Mr. McCain’s admirers, like Mr. Timberg, have often puzzled over what drew him to Maugham’s “Of Human Bondage.” It is a convoluted psychodrama about a young man with a club foot; he seethes with resentment over his disability and nearly ruins his life in the thrall of a waitress-turned-prostitute who rejects him. But the character’s final realization could fit almost as well near the conclusion of Mr. McCain’s memoir: “It might be that to surrender happiness was to accept defeat, but it was a defeat better than many victories.”

“That explains it,” Mr. Salter said when he heard the line. “Perfect McCainism.”

The full New York Times article can be found at:  http://www.nytimes.com/2008/10/13/us/politics/13mccain.html?hp

Power of Idealism characters have a sense of doomed destiny.  They reject the offer of ordinary escape (and a happy life) in favor of the valiant, but doomed attempt.  They embrace glorious defeat (or death on the battle field) in order to live out their own scenario of courage and personal honor.

Here’s what a recent article by a conservative New York Times columnist said about Obama:

“(O)ver the past two years, Obama has… shown the same untroubled self-confidence day after day. There has never been a moment when, at least in public, he seems gripped by inner turmoil. It’s not willpower or self-discipline he shows as much as an organized unconscious (or I might add the collective unconscious). Through some deep, bottom-up process, he has developed strategies for equanimity…
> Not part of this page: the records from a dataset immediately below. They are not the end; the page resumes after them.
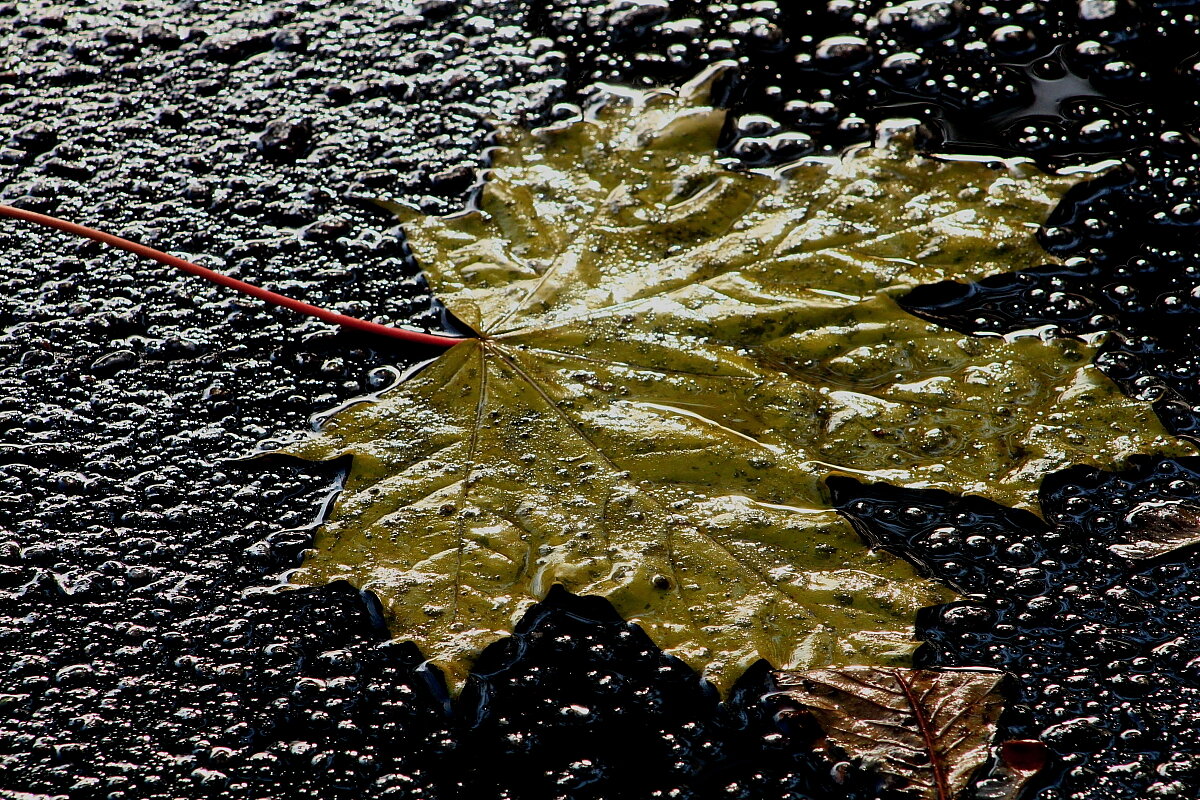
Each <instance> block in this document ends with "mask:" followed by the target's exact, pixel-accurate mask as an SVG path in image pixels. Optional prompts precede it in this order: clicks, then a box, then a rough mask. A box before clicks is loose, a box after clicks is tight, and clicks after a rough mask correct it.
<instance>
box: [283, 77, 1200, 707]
mask: <svg viewBox="0 0 1200 800" xmlns="http://www.w3.org/2000/svg"><path fill="white" fill-rule="evenodd" d="M710 78H712V73H709V74H707V76H704V77H703V78H702V79H697V80H696V82H694V83H692V84H689V85H686V86H684V88H683V89H682V90H680V91H678V92H671V91H649V92H636V91H630V90H616V89H614V90H612V91H611V96H610V97H608V100H607V102H605V103H604V104H601V106H598V107H596V108H595V109H593V112H592V113H590V114H589V115H588V119H586V120H583V121H576V122H572V124H564V125H562V126H559V127H557V128H556V130H544V131H540V132H535V133H528V132H520V131H510V132H509V133H508V142H506V146H505V148H504V149H502V150H499V151H498V152H497V154H496V156H494V164H493V168H492V170H491V175H490V179H488V181H487V182H486V185H485V187H484V190H482V193H481V196H480V198H479V207H478V209H476V210H470V211H467V212H463V213H457V215H454V216H449V217H422V216H420V215H418V213H415V212H412V211H408V210H406V209H402V207H400V206H395V210H396V211H397V213H400V215H401V216H402V218H403V221H404V223H406V225H404V228H406V234H407V236H408V241H409V243H410V246H412V248H413V252H414V254H415V257H416V259H418V260H419V263H420V264H421V266H422V267H424V269H425V271H426V275H427V277H428V281H430V284H431V287H432V288H433V290H434V293H436V294H437V295H438V296H439V297H440V299H442V300H443V301H444V302H445V305H446V306H448V307H449V308H450V309H451V311H452V312H454V313H455V314H456V315H457V317H458V318H460V319H462V320H464V321H466V323H467V324H469V325H470V326H472V327H473V329H474V330H475V331H478V333H479V337H478V338H472V339H468V341H464V342H463V343H462V344H458V345H456V347H454V348H452V349H451V350H449V351H448V353H445V354H444V355H443V356H440V357H439V359H438V360H436V361H433V362H432V363H430V365H428V366H427V367H425V368H424V369H422V371H420V372H418V373H416V374H415V375H413V377H412V378H409V379H407V380H406V381H403V383H402V384H400V385H398V386H397V387H395V389H392V390H391V391H389V392H386V393H384V395H383V396H382V397H379V398H377V399H376V401H373V402H367V403H361V404H358V405H353V407H350V408H347V409H343V410H341V411H340V413H338V414H336V415H335V416H334V417H332V419H331V420H330V421H329V422H328V423H326V425H325V426H324V428H323V431H322V432H320V433H319V435H317V437H316V438H313V439H311V440H308V441H306V443H302V444H300V445H298V446H295V447H293V449H292V450H290V451H292V452H294V453H296V455H300V456H302V457H306V458H318V459H324V458H335V457H338V456H342V455H347V453H349V455H353V468H352V471H350V475H349V477H348V481H347V485H346V488H344V491H343V492H342V495H341V498H340V500H338V504H337V506H336V509H335V511H334V513H332V517H331V519H329V522H328V524H326V525H325V527H324V528H323V529H322V531H320V533H319V535H318V537H317V541H316V547H314V551H313V552H312V554H311V555H310V558H308V559H307V560H306V563H305V565H304V567H302V569H301V570H300V571H299V573H298V576H296V577H295V581H298V582H301V583H311V584H319V583H324V582H328V581H332V579H337V578H346V579H348V581H350V582H352V583H354V584H356V585H359V587H362V588H367V589H371V590H373V591H374V593H377V594H378V595H379V597H380V599H382V600H383V602H384V604H385V607H386V609H388V613H389V614H390V624H391V626H392V631H394V632H395V633H396V634H397V636H400V637H403V638H409V639H413V640H415V642H416V643H418V644H419V645H420V646H421V649H422V650H424V651H425V654H426V655H427V656H428V657H430V658H431V660H433V661H434V662H436V663H438V664H439V666H442V667H443V668H445V669H446V670H448V672H449V674H450V678H451V681H452V682H460V681H461V680H462V679H463V678H464V675H466V670H467V668H468V666H469V663H470V658H472V657H473V656H474V654H476V652H478V651H479V650H480V649H481V648H482V646H485V645H486V644H488V643H490V642H492V640H494V639H496V638H498V637H500V636H504V634H506V633H508V632H510V631H511V626H512V624H514V621H515V620H516V619H517V618H518V616H520V615H521V614H522V613H523V612H524V610H526V609H528V608H529V607H530V606H532V604H533V603H534V602H536V601H538V600H539V599H541V597H544V596H545V594H546V591H547V590H548V589H550V588H551V587H552V585H553V584H556V583H559V584H563V585H564V587H566V588H568V589H570V590H571V591H574V593H580V594H595V595H601V596H605V597H607V599H608V600H611V601H612V602H613V603H614V604H616V607H617V609H618V610H619V612H620V613H622V614H624V615H625V616H626V618H628V619H630V620H632V621H636V622H637V624H640V625H642V626H643V627H644V628H646V631H647V632H648V633H649V634H650V636H652V637H653V639H654V640H655V642H656V643H658V644H659V645H660V646H662V648H664V649H666V650H668V651H670V652H672V654H674V655H677V656H679V657H682V658H684V660H685V661H686V662H688V663H690V664H692V666H695V667H697V668H700V669H702V670H703V672H704V674H706V675H707V676H708V678H709V679H712V680H714V681H715V682H716V684H718V685H719V686H722V687H726V686H728V685H730V684H731V682H732V680H733V679H734V678H736V676H737V675H738V674H739V673H740V672H742V670H743V669H744V667H745V666H746V664H749V663H750V662H752V661H754V660H756V658H758V657H764V658H767V660H769V661H770V662H772V663H773V664H775V666H776V667H787V668H809V667H822V666H826V664H854V663H865V664H896V663H905V662H906V658H907V657H908V655H910V654H911V651H912V649H913V646H914V645H916V643H914V642H913V640H912V620H913V615H914V614H916V612H917V609H919V608H920V607H923V606H929V604H931V603H937V602H942V601H944V600H947V599H948V597H949V593H948V591H947V590H946V589H943V588H941V587H940V585H937V584H935V583H934V582H931V581H926V579H924V578H922V577H919V576H918V575H917V573H916V572H914V570H913V569H912V567H911V566H910V565H908V564H907V563H905V561H904V560H901V559H899V558H896V557H894V555H892V554H888V553H886V552H881V551H871V549H869V548H868V547H866V546H864V545H863V542H862V540H859V537H858V536H857V535H856V534H854V531H853V530H852V529H851V527H850V525H848V524H847V523H846V522H844V521H842V519H841V518H840V517H839V516H838V515H836V513H835V512H833V511H832V510H830V509H829V506H828V495H827V492H826V488H824V486H823V485H822V479H824V477H826V476H828V475H830V474H846V475H856V476H860V477H865V479H870V480H877V481H888V482H892V483H898V485H904V486H912V487H926V488H944V489H949V491H953V492H976V493H982V494H986V495H989V497H991V498H994V499H996V500H998V501H1001V503H1006V504H1010V505H1015V506H1022V507H1033V506H1036V494H1034V493H1036V489H1037V486H1038V482H1039V481H1040V477H1042V475H1043V474H1045V473H1046V471H1049V470H1054V469H1058V468H1062V467H1066V465H1068V464H1076V463H1082V464H1096V465H1100V467H1110V465H1114V464H1120V463H1121V462H1122V461H1123V459H1124V458H1126V457H1127V456H1128V455H1130V453H1134V452H1150V451H1157V452H1168V453H1183V452H1188V450H1187V447H1186V446H1183V445H1181V444H1177V443H1172V441H1171V440H1170V439H1168V438H1166V434H1165V433H1164V431H1163V428H1162V426H1160V425H1159V422H1158V420H1157V417H1156V416H1154V415H1153V413H1152V411H1151V408H1150V405H1148V404H1146V403H1141V402H1135V401H1132V399H1128V398H1126V397H1123V396H1122V395H1121V393H1120V391H1117V389H1116V387H1115V386H1114V385H1112V384H1110V383H1109V381H1108V380H1106V379H1105V378H1104V377H1103V375H1102V374H1100V373H1099V372H1098V371H1097V369H1096V368H1094V367H1092V366H1091V360H1092V355H1093V348H1092V347H1088V345H1085V344H1081V343H1079V342H1075V341H1068V339H1052V338H1045V337H1038V336H1033V335H1031V336H1018V337H1009V338H1000V337H996V338H977V337H967V336H961V335H959V333H955V332H953V331H949V330H946V329H941V327H938V326H936V325H934V324H930V323H926V321H923V320H919V319H917V318H913V317H911V315H908V314H906V313H904V312H902V311H901V309H900V308H899V307H898V305H896V302H895V300H894V299H895V297H896V296H898V295H900V294H902V293H905V291H907V290H908V289H911V288H912V287H914V285H918V284H920V283H926V282H931V281H940V279H943V278H964V279H970V278H976V277H979V276H983V275H988V273H991V272H998V271H1004V270H1016V269H1021V267H1028V266H1032V265H1036V264H1039V263H1042V261H1044V260H1046V255H1045V254H1044V253H1043V252H1040V251H1039V248H1038V246H1037V243H1036V241H1034V239H1033V231H1034V230H1036V228H1037V225H1038V223H1039V222H1040V221H1042V219H1043V218H1044V217H1045V215H1046V212H1048V211H1049V209H1051V207H1052V206H1054V205H1055V203H1056V201H1057V200H1058V198H1060V197H1061V196H1062V193H1063V192H1064V191H1066V190H1067V188H1068V187H1069V186H1070V185H1072V184H1073V182H1074V180H1075V179H1068V178H1062V176H1054V175H1045V174H1042V173H1038V172H1036V170H1033V169H1032V168H1030V167H1027V166H1025V164H1016V163H1014V164H1010V166H1009V168H1008V169H995V168H991V167H989V166H984V164H980V163H972V162H964V161H956V162H955V161H935V160H929V158H925V157H922V156H918V155H917V154H916V152H914V151H913V148H912V143H911V138H910V137H907V136H905V134H896V136H894V137H893V138H892V139H890V140H889V142H887V143H886V144H883V145H882V146H880V148H878V149H875V148H863V149H859V150H856V151H853V152H851V154H848V155H847V156H845V157H844V158H840V160H834V158H826V160H811V161H808V162H804V163H798V164H793V166H791V167H790V168H787V169H784V170H781V172H779V173H778V174H757V173H736V172H731V170H728V169H726V168H725V167H724V166H722V164H721V163H720V162H719V160H718V157H716V155H715V145H716V140H718V136H719V132H720V130H721V125H722V122H724V115H725V113H724V112H721V110H718V109H714V108H712V107H710V106H708V104H707V95H708V80H709V79H710Z"/></svg>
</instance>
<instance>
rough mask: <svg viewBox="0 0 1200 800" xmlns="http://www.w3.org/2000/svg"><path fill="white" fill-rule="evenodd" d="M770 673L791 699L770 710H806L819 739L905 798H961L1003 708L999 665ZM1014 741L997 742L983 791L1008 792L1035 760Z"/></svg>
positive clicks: (986, 751)
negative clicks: (996, 761)
mask: <svg viewBox="0 0 1200 800" xmlns="http://www.w3.org/2000/svg"><path fill="white" fill-rule="evenodd" d="M776 679H778V685H779V692H778V694H781V696H785V697H787V698H788V699H790V700H792V702H794V703H796V706H794V708H785V709H782V710H781V711H779V712H778V714H779V716H781V717H790V716H793V715H799V716H802V717H803V716H804V715H811V716H812V717H815V720H816V722H817V724H820V726H821V728H822V729H823V730H824V734H826V739H824V740H823V741H824V742H826V746H829V745H833V746H836V747H839V748H841V750H842V751H845V752H846V754H847V756H850V757H851V758H853V759H854V760H857V762H858V763H860V764H863V765H864V766H868V768H870V769H874V770H876V771H877V772H880V774H881V775H882V776H884V778H886V780H887V781H888V783H889V787H890V788H893V789H898V790H902V792H907V793H908V795H911V796H913V798H922V800H955V799H956V798H960V796H961V794H962V792H964V790H965V789H966V787H967V786H968V783H970V781H971V776H972V774H973V772H974V771H976V770H977V769H978V768H979V766H982V765H983V764H984V763H985V762H986V760H988V759H989V757H990V756H992V754H994V752H995V751H994V747H992V739H994V738H995V735H996V720H997V718H998V717H1000V714H1001V711H1002V710H1003V708H1004V698H1003V696H1002V694H1001V693H1000V691H998V686H1000V682H1001V680H1002V679H1003V674H1002V673H1000V672H994V670H971V672H967V670H955V672H934V670H928V669H901V668H880V667H842V668H833V669H814V670H808V672H781V673H776ZM1032 744H1033V745H1038V744H1040V742H1032ZM1009 745H1013V746H1012V747H1009ZM1016 745H1018V742H1006V745H1002V746H1001V747H1000V748H998V750H1000V753H998V759H997V760H998V762H1000V764H1001V766H997V770H996V772H1003V775H996V776H995V777H996V780H995V781H992V782H991V783H992V784H994V787H995V789H996V790H997V792H1000V794H992V795H988V796H989V799H992V800H1010V799H1012V798H1015V796H1016V795H1018V794H1019V793H1020V790H1021V788H1022V787H1024V786H1025V783H1026V782H1027V781H1028V778H1030V777H1032V776H1033V775H1034V774H1036V772H1037V770H1038V769H1040V764H1039V763H1037V762H1038V759H1036V758H1031V757H1028V756H1031V754H1032V752H1033V751H1032V750H1031V748H1028V747H1024V748H1022V747H1020V746H1016ZM1006 756H1007V757H1010V759H1012V762H1009V760H1006ZM1036 763H1037V764H1036ZM1034 765H1036V766H1037V768H1036V769H1031V768H1033V766H1034Z"/></svg>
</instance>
They say we are products of our environments, but Obama, the sojourner (on his quest), seems to go through various situations without being overly touched by them. Over the past two years, he has been the subject of nearly unparalleled public worship, but far from getting drunk on it, he has become less grandiloquent as the campaign has gone along.

…It could be that Obama (as a president) will be an observer, not a leader. Rather than throwing himself passionately into his causes, he will stand back. Congressional leaders, put off by his supposed intellectual superiority, will just go their own way. Lost in his own nuance, he will be passive and ineffectual. Lack of passion will produce lack of courage. The Obama greatness will give way to the Obama anti-climax.

We can each guess how the story ends. But over the past two years, Obama has clearly worn well with voters. Far from a celebrity fad, he is self-contained, self-controlled and maybe even a little dull”

The full New York Times article can be found at:  http://www.nytimes.com/2008/10/17/opinion/17brooks.html?hp

Power of Imagination characters are humble and self-effacing quite naturally.  They seek greatness from others and draw their inspiration and power from the bottom up (rather than display it from the top down like John McCain does).

Obama’s grass roots campaign and masses of small individual donations also displays this Character Type’s bottom up view of things.  The danger is they are always collecting allies and consensus and avoid stepping out decisively or with passion on their own, ahead of the crowd, to really lead.  They can be a bit dull and do seem quite ordinary.  Their leap of faith is to move away from the unity of the crowd and make hard decisions that could be divisive.